We talk about role models, a parent or some other person. I don’t care much for the terminology, but it’s really a question about people who look to a parent or somebody else as guide for their own decisions or behavior. Did you want to be like your father? Or did you want to be yourself, using his wisdom?

Kennedy

When we grew up, we always knew. I mean, that my father played baseball and was very successful. So none of us played baseball and none of us I  think probably could have gone into business. We all knew none of us could do what he did—and that was pretty generally true all the way through. But I mean for role models, I didn’t need them outside my family.

Young

You had plenty of them.

Kennedy

Plenty of them. They were the real thing. They believed and they were workers, and they were terrific fun. They were very joyous people. You know, President Kennedy, he met two of my friends. One was John Culver, who was a classmate at mine at Harvard, and my brother said, you know you ought to run for Congress or something.

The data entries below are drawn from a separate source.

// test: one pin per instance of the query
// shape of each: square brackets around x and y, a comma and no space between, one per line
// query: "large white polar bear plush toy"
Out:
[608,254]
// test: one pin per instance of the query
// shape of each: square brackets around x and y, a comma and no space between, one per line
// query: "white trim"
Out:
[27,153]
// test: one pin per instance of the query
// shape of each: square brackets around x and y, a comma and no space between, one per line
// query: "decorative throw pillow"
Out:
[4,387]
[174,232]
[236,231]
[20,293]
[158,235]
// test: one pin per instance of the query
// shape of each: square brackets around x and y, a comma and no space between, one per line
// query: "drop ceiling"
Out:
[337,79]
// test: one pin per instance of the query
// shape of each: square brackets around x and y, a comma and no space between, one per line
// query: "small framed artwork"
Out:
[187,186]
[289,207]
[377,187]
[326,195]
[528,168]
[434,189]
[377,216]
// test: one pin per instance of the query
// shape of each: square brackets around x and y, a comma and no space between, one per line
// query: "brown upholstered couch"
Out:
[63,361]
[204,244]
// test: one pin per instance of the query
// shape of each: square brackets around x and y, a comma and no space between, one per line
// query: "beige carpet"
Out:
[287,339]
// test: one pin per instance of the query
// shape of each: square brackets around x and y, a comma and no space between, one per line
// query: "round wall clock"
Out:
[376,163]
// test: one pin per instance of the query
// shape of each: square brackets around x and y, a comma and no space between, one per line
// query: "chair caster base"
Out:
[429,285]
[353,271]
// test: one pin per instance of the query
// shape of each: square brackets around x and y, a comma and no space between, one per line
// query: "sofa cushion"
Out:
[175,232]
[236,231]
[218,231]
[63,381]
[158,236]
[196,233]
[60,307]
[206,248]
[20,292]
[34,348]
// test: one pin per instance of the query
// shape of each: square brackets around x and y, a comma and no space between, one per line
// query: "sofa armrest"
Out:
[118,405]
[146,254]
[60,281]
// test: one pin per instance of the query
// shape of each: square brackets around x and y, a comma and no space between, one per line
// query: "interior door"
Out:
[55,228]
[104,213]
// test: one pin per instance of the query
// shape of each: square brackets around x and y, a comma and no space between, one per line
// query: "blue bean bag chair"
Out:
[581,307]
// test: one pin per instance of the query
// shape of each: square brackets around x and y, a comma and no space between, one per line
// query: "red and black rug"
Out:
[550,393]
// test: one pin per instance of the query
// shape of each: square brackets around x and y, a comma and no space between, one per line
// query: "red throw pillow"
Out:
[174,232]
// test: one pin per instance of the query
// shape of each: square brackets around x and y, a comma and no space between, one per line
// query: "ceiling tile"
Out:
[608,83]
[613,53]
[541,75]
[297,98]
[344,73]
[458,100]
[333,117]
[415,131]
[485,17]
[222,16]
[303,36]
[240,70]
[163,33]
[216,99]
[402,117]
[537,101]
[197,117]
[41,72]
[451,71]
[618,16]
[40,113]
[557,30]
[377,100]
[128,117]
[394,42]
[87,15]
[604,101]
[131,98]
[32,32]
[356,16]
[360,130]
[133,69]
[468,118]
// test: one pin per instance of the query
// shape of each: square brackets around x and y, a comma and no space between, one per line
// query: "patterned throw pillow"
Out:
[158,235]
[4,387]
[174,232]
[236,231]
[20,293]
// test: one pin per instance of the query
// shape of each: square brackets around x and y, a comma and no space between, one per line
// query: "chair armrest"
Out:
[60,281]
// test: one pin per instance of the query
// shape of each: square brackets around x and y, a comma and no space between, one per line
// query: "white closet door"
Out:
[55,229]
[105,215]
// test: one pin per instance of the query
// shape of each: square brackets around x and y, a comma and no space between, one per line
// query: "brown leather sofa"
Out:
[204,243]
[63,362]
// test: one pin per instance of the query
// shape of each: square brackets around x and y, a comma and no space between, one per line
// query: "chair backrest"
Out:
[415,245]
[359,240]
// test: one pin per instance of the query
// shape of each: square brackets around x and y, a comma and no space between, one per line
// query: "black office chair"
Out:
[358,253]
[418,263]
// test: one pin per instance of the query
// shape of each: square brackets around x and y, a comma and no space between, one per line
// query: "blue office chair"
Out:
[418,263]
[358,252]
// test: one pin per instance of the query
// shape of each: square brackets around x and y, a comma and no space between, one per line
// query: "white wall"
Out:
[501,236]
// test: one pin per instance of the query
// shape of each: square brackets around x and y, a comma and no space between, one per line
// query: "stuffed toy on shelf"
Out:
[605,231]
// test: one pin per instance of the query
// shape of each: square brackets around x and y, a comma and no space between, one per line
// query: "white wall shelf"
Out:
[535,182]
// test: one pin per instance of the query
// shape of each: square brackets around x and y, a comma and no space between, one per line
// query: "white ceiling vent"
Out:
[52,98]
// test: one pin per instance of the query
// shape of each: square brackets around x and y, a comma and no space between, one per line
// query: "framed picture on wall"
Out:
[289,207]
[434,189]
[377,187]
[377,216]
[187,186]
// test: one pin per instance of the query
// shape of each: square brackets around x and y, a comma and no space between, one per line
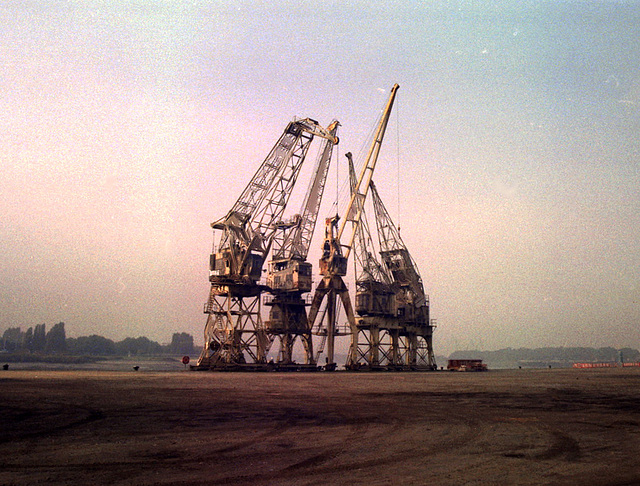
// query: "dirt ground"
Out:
[538,427]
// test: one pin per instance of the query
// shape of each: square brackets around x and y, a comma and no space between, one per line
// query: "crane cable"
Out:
[398,156]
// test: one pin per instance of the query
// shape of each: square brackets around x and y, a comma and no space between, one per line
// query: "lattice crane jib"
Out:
[290,275]
[234,332]
[412,303]
[248,228]
[333,262]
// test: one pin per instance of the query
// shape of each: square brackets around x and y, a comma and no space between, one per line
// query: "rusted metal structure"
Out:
[290,275]
[235,336]
[394,331]
[333,263]
[390,328]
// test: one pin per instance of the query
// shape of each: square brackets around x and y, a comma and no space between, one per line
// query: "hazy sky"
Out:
[126,127]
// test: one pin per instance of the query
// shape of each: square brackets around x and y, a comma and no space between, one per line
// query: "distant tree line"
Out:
[37,340]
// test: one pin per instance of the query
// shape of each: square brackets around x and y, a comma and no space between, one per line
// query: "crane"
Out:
[412,346]
[376,323]
[234,324]
[290,275]
[333,262]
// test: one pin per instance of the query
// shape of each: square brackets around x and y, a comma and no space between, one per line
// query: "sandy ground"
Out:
[519,427]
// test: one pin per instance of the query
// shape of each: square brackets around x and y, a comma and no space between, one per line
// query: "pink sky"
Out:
[127,127]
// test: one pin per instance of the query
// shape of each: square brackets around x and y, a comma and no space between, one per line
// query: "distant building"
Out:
[466,365]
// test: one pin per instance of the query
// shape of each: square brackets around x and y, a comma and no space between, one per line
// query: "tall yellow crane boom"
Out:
[333,263]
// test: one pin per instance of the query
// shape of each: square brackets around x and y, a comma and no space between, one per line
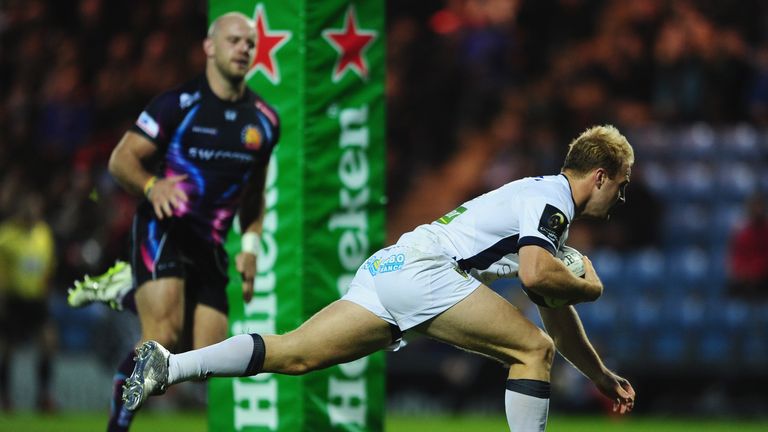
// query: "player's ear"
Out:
[208,47]
[600,177]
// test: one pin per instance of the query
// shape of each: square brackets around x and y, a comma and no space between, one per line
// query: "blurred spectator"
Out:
[748,253]
[26,265]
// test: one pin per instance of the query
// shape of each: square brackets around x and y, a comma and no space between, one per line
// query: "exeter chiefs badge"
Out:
[251,137]
[553,223]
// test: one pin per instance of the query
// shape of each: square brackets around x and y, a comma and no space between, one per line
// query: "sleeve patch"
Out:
[553,223]
[148,124]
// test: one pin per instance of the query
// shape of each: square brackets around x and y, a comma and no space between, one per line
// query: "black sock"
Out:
[257,357]
[119,417]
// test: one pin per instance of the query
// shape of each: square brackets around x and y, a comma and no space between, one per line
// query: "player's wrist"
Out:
[148,185]
[250,242]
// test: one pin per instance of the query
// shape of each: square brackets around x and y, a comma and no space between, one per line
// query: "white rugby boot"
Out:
[108,288]
[149,377]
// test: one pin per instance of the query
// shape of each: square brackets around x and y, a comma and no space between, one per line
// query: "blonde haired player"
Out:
[434,281]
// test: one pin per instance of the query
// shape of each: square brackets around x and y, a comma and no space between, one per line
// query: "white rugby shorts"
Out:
[410,282]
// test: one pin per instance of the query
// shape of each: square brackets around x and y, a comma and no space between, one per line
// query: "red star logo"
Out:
[350,42]
[267,44]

But he just saw a person that was purposeful and good fun, and boom, he runs for Congress and the Senate. His son is now elected Governor of Iowa. And Tunney, he headed off in a different direction, but when he finished in the Air Force out in California he stayed in the district of Riverside, ran for Congress, eventually got to the Senate. People write about the motivation and the inspiration President Kennedy gave them. But it was a very personal thing with him. He said, this is somebody who is interesting and interested.

Young

I think at another time, it need not be one of the special interviews, but I think at another time, your reflections on motivations to go into public service during that era when you and Tunney did would be valuable. A lot of the inspiration, personal inspiration was of course from Jack.

Kennedy

Yes.

Young

The influence on the youth and the students of that era was just amazing. How different it is now, or is it different?  Your reflections on how you get people motivated to go into public service—I’m not asking you that now, unless you want to talk about it, but I think that’s very important for the political future, because a lot of people are turned off.

Kennedy

A lot of people are turned off.

Young

There’s a lot of local involvement, but I’m not so sure about running for the Senate. I don’t know how many good people really try to do that any more.

Kennedy

Now it’s more, it’s oh, we’ve got some ideas. Of course you know, you had a generation then that had been at war too, so these were tough people. They had been through [that struggle] and they knew what they wanted to do. I mean, it’s not the confusion out here now, about what you ought to do. They knew what they wanted to do. Not that they were always right, but they had a [purpose].... And then I think they saw that what they had a real impact….Now, it’s a different pace and a different time.

Young

Is that about it for now?

Kennedy

We can go over this and think through it, and come back on it.